Distance traveled at end of second interval: 27m

[Ki-nana18]

If an object falls five meters during the first interval of time, what is the total distance fallen at the end of the second interval of time? (Galileo's Theory of falling bodies)

I know that at successive intervals of time the distance fallen is proportional to the odd numbers. So I suspect it to be 12, but apparently I'm wrong.

 

[cepheid]

The distance traveled by a body moving under constant acceleration is given by a well-known equation that is derived from Newton's laws. There is no need to guess! I would look into this equation...

Further comments

It doesn't really make much sense to me to break up the problem into discrete steps like this. Also, "proportional to the odd numbers" doesn't make much sense to me. Even more strangely, your guess, 12, is an even number.

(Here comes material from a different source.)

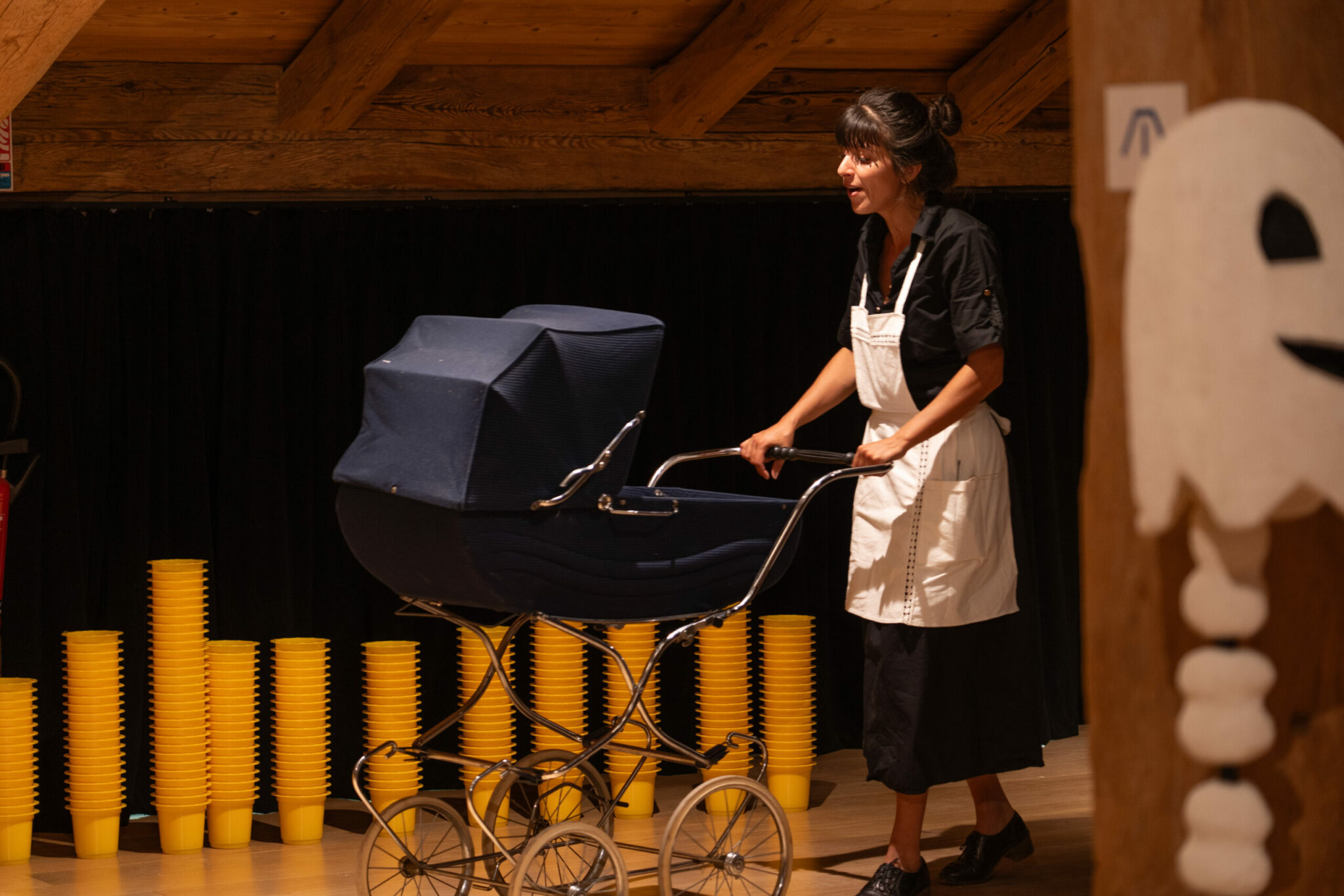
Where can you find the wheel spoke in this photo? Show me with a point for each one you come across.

EDIT: On second thought, once you know the formula, then you can break it up into steps (time intervals Δt) and you will see that the ratio of the *total* (cumulative) distance covered to the distance covered during the first time interval does depend upon the number (n) of intervals Δt that have occurred in a very specific way.

 

[turin]

Galileo observed objects rolling down inclined planes. Using a pendulum as a timer, he observed that the distance of travel increased for every period of the pendulum, by consecutive odd number multiples of the distance traveled in the first interval. The kinematic equation for constant acceleration can be shown to agree with this observation, and it suggests a particular relationship between distance and time. (Calculate ∑{(2n-1)^2} where n is the interval number from n=1 to N, and then observe the dependence of N on n. The distance traveled is Nd, where d is the distance traveled in the first interval.) This is one way that Galileo determined the constant universal gravitational acceleration.

See, for example:
http://galileo.rice.edu/lib/student_work/experiment95/inclined_plane.html

Ki-nana:
It looks like you added 5m+7m=12m. That would be valid if the object traveled 5m in the third interval (and then 7m in the fourth interval). (5=2(3)-1, 7=2(4)-1) However, it travels 5m in the first interval, so the appropriate odd numbers are 1=2(1)-1 and 3=2(2)-1. Then, just multiply by the distance in the first interval.